Le générique de Saul Bass : cliquer ici.

La critique de Didier Koch

Depuis 1973 et la sortie de "Mean streets", Martin Scorsese ne tourne presque plus exclusivement qu’avec Robert De Niro. À la veille du tournage de "Casino", ce ne sont pas moins de sept films, tous reconnus de la critique et du public, qui ont vu le jour. "Taxi driver" (Palme d’or à Cannes en 1976), "Raging Bull" (Oscar pour De Niro en 1981) et "Les Affranchis" (Oscar pour Joe Pesci en 1991) furent autant de chocs visuels et narratifs qui ont influencé les cinéastes des générations suivantes.

Malgré cette reconnaissance critique, le réalisateur a du mal à convaincre quand il sort du créneau qu'il maitrise le mieux, celui du film urbain décrivant essentiellement les mœurs des petites frappes, des gangsters et de la faune périphérique qui gravite autour. Ses approches de sujets plus vastes à portée historique ou littéraire comme "La dernière tentation du Christ" ou "Le temps de l’innocence" se sont heurtées à une réticence de la critique jugeant son style acéré et violent inadapté à une forme de cinéma réputé plus introspectif et intellectuel.

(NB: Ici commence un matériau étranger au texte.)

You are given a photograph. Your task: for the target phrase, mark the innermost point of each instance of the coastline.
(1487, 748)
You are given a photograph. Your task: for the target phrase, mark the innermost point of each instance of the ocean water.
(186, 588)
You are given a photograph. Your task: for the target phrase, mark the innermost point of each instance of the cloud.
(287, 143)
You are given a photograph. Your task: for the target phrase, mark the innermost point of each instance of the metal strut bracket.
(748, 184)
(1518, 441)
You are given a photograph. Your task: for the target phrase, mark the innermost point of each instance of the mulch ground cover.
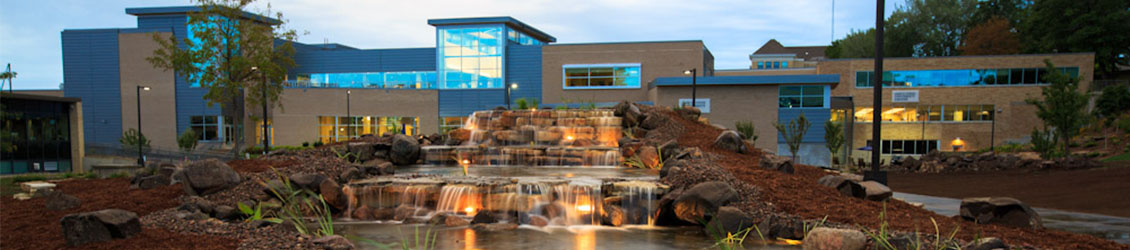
(800, 195)
(27, 224)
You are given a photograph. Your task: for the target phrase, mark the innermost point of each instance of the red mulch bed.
(27, 224)
(800, 195)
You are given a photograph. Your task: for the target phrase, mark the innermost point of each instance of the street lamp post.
(512, 86)
(140, 136)
(992, 134)
(694, 86)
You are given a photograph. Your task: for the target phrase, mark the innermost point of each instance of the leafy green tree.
(1098, 26)
(834, 138)
(234, 55)
(1062, 104)
(188, 140)
(793, 132)
(131, 138)
(1112, 102)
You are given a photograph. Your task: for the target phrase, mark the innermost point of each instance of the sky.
(29, 29)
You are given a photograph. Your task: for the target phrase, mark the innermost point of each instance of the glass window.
(601, 76)
(800, 96)
(959, 77)
(471, 57)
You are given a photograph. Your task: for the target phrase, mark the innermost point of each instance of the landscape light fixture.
(140, 153)
(694, 86)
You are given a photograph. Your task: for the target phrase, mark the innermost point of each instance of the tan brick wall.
(730, 104)
(297, 120)
(1015, 122)
(658, 59)
(158, 104)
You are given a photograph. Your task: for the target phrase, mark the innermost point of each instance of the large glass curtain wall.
(341, 128)
(959, 77)
(470, 57)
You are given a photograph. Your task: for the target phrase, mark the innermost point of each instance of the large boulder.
(834, 239)
(700, 203)
(845, 187)
(730, 140)
(875, 191)
(779, 163)
(100, 225)
(728, 220)
(1000, 210)
(58, 200)
(208, 177)
(405, 149)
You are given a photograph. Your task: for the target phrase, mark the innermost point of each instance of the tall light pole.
(140, 136)
(694, 86)
(992, 135)
(512, 86)
(877, 96)
(348, 117)
(267, 138)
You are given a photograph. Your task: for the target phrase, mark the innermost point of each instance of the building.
(337, 92)
(40, 134)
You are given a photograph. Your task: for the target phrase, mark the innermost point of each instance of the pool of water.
(1111, 227)
(390, 234)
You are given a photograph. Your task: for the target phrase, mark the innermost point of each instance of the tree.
(1098, 26)
(1062, 106)
(188, 140)
(834, 138)
(233, 54)
(994, 36)
(793, 132)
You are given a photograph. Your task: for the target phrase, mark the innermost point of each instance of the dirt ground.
(1096, 190)
(27, 224)
(800, 195)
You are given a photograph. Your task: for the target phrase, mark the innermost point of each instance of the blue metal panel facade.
(90, 71)
(462, 102)
(523, 67)
(817, 117)
(311, 59)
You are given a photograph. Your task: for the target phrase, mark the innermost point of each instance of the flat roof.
(187, 9)
(506, 20)
(823, 79)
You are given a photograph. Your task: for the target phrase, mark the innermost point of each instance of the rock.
(224, 212)
(332, 242)
(153, 181)
(307, 181)
(985, 243)
(779, 163)
(494, 227)
(350, 173)
(702, 200)
(331, 192)
(728, 220)
(405, 149)
(58, 200)
(689, 112)
(377, 167)
(875, 190)
(538, 221)
(845, 187)
(454, 221)
(1000, 210)
(484, 217)
(100, 226)
(834, 239)
(362, 152)
(208, 177)
(611, 215)
(650, 156)
(730, 140)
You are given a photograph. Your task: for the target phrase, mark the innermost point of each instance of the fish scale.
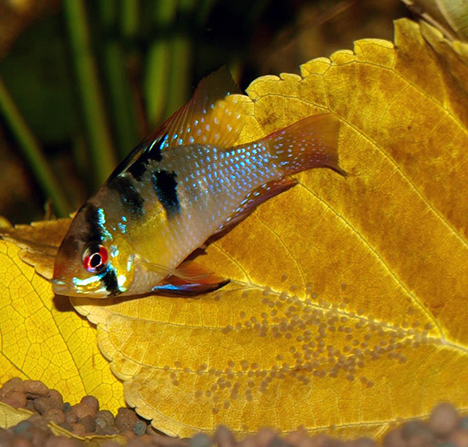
(185, 183)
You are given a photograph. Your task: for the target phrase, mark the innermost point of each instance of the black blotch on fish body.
(109, 279)
(129, 196)
(153, 152)
(94, 227)
(165, 185)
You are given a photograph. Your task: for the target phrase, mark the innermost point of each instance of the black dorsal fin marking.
(205, 119)
(131, 199)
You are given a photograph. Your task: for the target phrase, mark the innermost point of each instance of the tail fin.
(310, 143)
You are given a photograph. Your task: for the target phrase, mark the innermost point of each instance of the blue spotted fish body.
(185, 183)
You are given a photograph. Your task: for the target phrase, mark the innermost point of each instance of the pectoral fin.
(190, 278)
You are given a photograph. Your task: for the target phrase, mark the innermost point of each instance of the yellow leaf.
(347, 304)
(42, 339)
(9, 417)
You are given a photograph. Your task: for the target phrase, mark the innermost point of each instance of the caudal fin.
(310, 143)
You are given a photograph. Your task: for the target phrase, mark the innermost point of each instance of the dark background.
(195, 37)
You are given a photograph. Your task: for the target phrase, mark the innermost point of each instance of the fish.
(184, 185)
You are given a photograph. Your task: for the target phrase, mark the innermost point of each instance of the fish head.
(93, 262)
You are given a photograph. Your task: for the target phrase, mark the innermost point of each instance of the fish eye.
(95, 258)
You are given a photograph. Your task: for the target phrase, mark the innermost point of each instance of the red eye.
(95, 258)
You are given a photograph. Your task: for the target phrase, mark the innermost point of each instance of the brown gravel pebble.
(445, 427)
(62, 441)
(89, 423)
(55, 415)
(82, 410)
(105, 423)
(125, 420)
(15, 384)
(78, 429)
(459, 438)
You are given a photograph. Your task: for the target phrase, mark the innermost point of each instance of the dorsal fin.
(206, 119)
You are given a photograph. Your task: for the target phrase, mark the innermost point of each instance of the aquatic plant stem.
(159, 56)
(94, 113)
(181, 61)
(33, 153)
(118, 83)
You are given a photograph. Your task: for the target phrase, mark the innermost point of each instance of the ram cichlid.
(185, 183)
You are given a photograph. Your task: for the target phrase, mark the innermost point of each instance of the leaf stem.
(33, 152)
(94, 113)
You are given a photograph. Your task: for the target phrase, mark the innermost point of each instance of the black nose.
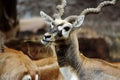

L’échec commercial du "Temps de l’innocence" l'amène donc à se tourner à nouveau vers son acteur fétiche pour ce qui sera le film somme et conclusif de leur parcours commun. Joe Pesci sera à nouveau de la partie, ainsi que Nicholas Pileggi, déjà auteur et scénariste sur "Les Affranchis". Les petites frappes de "Mean streets" ont désormais gravi les échelons et sont partis à la conquête de Las Vegas, empire du jeu, lieu de tous les excès et de toutes les corruptions.

Sam "Ace" Rothstein (De Niro), petit bookmaker talentueux de Kansas City, a été choisi par la mafia de Chicago pour tenir un de leurs nombreux casinos servant de machine à laver l'argent sale des trafics illégaux. Toutes les portes semblent donc s’ouvrir devant lui, porté par son caractère méticuleux obsessionnel qui fait merveille dans cet univers entièrement organisé autour de la collecte de l’argent des parieurs et le contrôle des tricheurs, dont Scorsese nous fait une description imagée et très didactique pendant plus de 45 minutes par le biais des voix off d’Ace et Nicky (Joe Pesci), qui vont par la suite nous offrir leurs visions opposées d’une descente aux enfers rapidement devenue inéluctable.

Tiré de l’histoire réelle de Frank Rosenthal, "Casino" constitue un argument de plus en faveur des tenants du déterminisme social cher à Emile Durkheim, qui veut que les comportements individuels soient dépendants de l’origine sociale. La solide amitié qui unit Ace et Nicky depuis l’enfance ne résistera pas aux pièges tendus par l’apprentissage du pouvoir et de son miroir aux alouettes que constituent tous les attributs qui l’accompagnent. Pour Ace, ce sera Ginger (Sharon Stone), prostituée de grand chemin qu’il décrit alors qu’il est encore lucide de la manière suivante : « Son rôle dans la vie, c'était de faire tourner l'argent. Elle aidait les gros flambeurs à faire pleuvoir l'argent. Les professionnelles intelligentes comme elle, pouvaient tenir un type éveillé pendant deux ou trois jours avant de le renvoyer tondu à zéro vers bobonne et ses conseillers bancaires. »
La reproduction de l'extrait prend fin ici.